The Value of a Qualified Electronic Signature (QES)
The QES is the only legally recognized form of electronic signature that holds the same legal weight as a handwritten signature. This special e-signature adheres to tight regulations and requires a qualified digital certificate to be issued to the signatory by a registered Qualified Trust Service Provider (QTSP). The qualified certificates are created in a certified highly protected environment, following strong cryptography principles and techniques utilizing public-key infrastructure (PKI). To comply with eIDAS requirements, QTSPs verify the signatory's identity and ID documents' authenticity. QTSOs are subject to regular audits and are supervised by the government. The official list of QTSPs in Europe can be found here. QES is often required for high-value contracts and sensitive documents because contracts signed with QES are considered valid and it’s up to the disputing party to prove the signature is invalid.
Qualified eSignatures by Evrotrust
Acquiring a QES by Evrotrust is easy and requires a smartphone and 3 minutes for registration in the Evrotrust app - no USB drives, card readers, or other peripherals. No need for physical visitations for identity verification. Once your qualified certificate for e-signature is issued you can use it unlimited times to remotely e-sign any documents anywhere, at any time!
Features of QES by Evrotrust
Authentication - QES by Evrotrust employs robust authentication mechanisms to verify the identity of the signatory. This involves multi-factor authentication, facial recognition, and biometric data.
Integrity - QES by Evrotrust guarantees that the content of the document has not been altered since it was signed. Any tampering with the document after the signature invalidates the signature itself.
Non-Repudiation - QES by Evrotrust prevents signatories from denying their participation in the signing process. This is achieved through the use of cryptographic techniques that bind the signature to the signatory.
Regulatory Compliance - Evrotrust is a registered QTSP, officially listed in the Trusted List of the EU Commission and issues qualified certificates for electronic signatures meeting the highest industry standards.
Benefits of Using QES by Evrotrust
- Efficiency: Documents are signed and exchanged electronically, reducing the cost, time, and people needed for moving, printing, and storing. Digital workflows also minimize the risk of errors associated with manually handling data on paper copies.
- Security & Compliance: QES by Evrotrust offers a high level of security through encryption and authentication mechanisms, minimizing the risk of fraud and unauthorized access.

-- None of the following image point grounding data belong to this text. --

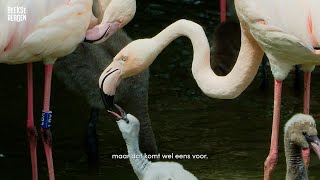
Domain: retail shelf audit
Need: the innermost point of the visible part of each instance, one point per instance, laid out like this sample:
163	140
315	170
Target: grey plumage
80	72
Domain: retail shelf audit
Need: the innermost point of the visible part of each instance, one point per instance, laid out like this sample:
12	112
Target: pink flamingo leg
306	107
271	161
31	129
223	10
45	132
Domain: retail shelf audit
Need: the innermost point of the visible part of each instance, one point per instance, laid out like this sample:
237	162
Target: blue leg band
46	119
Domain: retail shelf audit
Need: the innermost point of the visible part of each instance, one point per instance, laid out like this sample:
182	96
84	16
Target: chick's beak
315	144
109	81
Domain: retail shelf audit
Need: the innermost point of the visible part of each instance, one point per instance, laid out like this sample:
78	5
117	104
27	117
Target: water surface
234	134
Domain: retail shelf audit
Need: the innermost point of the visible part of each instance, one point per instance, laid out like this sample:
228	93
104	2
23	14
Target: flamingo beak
315	144
101	32
122	116
109	81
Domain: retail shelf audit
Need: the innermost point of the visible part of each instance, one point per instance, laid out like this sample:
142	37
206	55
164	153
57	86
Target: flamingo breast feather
50	30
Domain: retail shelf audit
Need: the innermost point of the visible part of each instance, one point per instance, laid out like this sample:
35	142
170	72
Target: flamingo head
133	59
116	15
127	123
301	130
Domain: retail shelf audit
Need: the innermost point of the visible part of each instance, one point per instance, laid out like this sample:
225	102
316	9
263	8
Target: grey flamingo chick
144	169
79	72
299	133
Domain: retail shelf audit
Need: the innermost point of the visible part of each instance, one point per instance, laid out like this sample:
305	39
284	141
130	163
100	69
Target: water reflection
234	134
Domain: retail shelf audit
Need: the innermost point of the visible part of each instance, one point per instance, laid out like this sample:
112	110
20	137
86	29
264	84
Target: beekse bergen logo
17	14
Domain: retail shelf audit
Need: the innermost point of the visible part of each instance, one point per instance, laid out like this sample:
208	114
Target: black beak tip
107	100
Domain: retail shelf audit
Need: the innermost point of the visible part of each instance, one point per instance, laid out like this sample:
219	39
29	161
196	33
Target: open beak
315	144
109	81
101	32
122	116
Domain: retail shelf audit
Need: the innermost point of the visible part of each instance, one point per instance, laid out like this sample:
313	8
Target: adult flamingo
268	26
112	15
51	30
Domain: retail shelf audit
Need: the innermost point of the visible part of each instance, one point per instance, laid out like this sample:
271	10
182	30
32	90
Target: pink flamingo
44	35
288	38
112	15
52	30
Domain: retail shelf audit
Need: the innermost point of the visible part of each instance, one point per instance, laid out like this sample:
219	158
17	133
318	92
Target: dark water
234	134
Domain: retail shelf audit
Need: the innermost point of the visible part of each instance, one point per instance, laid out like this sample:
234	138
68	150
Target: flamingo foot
270	164
47	142
32	138
306	157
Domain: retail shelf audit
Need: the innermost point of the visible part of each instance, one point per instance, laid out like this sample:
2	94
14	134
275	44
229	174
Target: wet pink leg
31	129
271	161
306	107
45	129
223	10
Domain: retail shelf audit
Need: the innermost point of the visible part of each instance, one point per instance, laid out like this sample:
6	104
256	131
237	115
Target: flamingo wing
56	35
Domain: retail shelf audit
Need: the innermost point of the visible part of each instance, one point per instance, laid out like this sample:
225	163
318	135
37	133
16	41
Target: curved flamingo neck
224	87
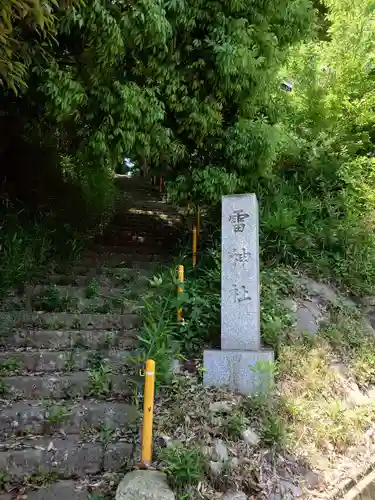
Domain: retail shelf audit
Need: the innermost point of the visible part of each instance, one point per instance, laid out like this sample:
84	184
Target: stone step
60	490
96	269
92	259
68	360
67	458
120	304
72	321
95	383
94	289
41	417
70	339
104	277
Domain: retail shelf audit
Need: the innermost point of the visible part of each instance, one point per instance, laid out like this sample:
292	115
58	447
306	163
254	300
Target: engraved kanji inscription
240	256
240	293
238	220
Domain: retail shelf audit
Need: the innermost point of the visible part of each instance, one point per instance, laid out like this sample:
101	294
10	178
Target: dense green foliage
191	89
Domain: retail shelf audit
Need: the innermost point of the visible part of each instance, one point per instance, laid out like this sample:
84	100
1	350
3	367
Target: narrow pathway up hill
67	423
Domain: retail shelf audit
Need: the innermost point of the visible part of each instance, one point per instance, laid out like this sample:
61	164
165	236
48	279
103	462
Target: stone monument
233	365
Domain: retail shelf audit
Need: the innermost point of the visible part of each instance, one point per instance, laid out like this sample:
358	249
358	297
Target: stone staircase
68	422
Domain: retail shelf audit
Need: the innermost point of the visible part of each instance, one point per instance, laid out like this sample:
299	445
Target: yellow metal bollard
194	246
148	413
180	290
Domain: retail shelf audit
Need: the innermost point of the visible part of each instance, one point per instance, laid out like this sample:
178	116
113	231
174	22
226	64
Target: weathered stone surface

QES adheres to international standards, making it suitable for cross-border transactions and collaborations.
- Improved Satisfaction: Happy customers can sign with you remotely at their own convenience and employees can focus on creative tasks and not paper pushing.
Environmental Impact: By eliminating the need for paper-based processes, QES contributes to a more sustainable and eco-friendly business environment, supporting your organization’s ESG strategy.
- Interoperability: QES by Evrotrust is recognized across the EU since it’s based on standardized technologies. Our signatures can be used across borders with the same legal effect.
The Easiest QES Registration
2. Using the phone camera, the user scans their ID document and takes a biometric selfie with a face match.
3. Evrotrust performs identity verification of the user in real time and issues their qualified certificate in a few seconds.
4. Done! The user is ready to e-sign with QES the required documents directly into your organization’s or Evrotrust’s app.
*Whether you're a multinational corporation or an ambitious startup, understanding the significance of qualified electronic signatures is a pivotal step toward staying competitive in the evolving landscape of electronic business transactions.